OCBC has revised its gold price target sharply higher, projecting the precious metal to reach $5,600 per ounce by the end of 2026, up from its earlier forecast of $4,800 per ounce, the bank said on Tuesday.

The upward revision comes against the backdrop of recent sharp price gains and sustained structural demand, rather than a fundamental shift in OCBC’s core market view. Gold prices are already up around 17% so far in 2026, with prices remaining elevated despite periodic pullbacks, indicating strong underlying support.

According to OCBC, gold is now being supported less by isolated event-driven risks and more by a persistent backdrop of uncertainty, which continues to encourage diversification into non-sovereign assets. The bank noted that current gold prices carry a clear premium that cannot be fully explained by traditional macro drivers, such as real yields, the US dollar, ETF flows, market volatility, or standard measures of policy uncertainty.

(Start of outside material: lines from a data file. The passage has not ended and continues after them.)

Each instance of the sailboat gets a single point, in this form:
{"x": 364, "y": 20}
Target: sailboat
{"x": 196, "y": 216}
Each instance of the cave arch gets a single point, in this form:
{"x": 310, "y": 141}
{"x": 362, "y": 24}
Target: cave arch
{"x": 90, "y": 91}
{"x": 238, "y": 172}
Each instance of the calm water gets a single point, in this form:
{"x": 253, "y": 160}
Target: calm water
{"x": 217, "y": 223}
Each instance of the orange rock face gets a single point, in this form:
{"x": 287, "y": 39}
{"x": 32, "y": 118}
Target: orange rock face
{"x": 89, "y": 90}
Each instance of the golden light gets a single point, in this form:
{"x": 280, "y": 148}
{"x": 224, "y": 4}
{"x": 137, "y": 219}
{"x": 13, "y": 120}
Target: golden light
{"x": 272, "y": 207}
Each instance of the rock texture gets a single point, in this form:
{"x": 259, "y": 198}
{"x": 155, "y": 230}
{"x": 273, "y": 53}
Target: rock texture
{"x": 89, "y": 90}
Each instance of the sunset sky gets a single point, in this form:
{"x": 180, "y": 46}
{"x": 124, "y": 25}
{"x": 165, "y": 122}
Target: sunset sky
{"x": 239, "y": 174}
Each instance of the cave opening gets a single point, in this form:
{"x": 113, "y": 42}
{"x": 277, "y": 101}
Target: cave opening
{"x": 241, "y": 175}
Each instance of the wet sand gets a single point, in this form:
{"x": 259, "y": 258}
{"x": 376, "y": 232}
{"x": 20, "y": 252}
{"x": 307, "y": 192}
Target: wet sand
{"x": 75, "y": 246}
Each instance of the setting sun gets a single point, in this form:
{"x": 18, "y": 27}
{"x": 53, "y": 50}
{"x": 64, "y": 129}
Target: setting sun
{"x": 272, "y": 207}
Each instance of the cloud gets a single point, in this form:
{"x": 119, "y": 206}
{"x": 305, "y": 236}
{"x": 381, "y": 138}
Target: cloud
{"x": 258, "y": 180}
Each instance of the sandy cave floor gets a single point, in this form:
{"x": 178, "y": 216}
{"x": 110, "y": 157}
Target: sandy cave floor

This unexplained premium, OCBC said, suggests that a material geopolitical and uncertainty component is now embedded in gold prices. Unlike past cycles, this support is not tied to short-term shocks but reflects ongoing concerns around geopolitical tensions, policy unpredictability, and broader confidence in the US dollar.

The bank added that the underlying drivers of the gold uptrend remain largely unchanged, with geopolitical uncertainty acting as a structural rather than episodic support for prices. Monetary conditions continue to form another key pillar of support, while official sector buying and ETF demand remain important anchors for the market.

Overall, OCBC’s revised outlook underscores the view that gold’s strength is being driven by longer-term shifts in global risk perception, rather than temporary market dislocations, keeping the metal well supported heading into 2026.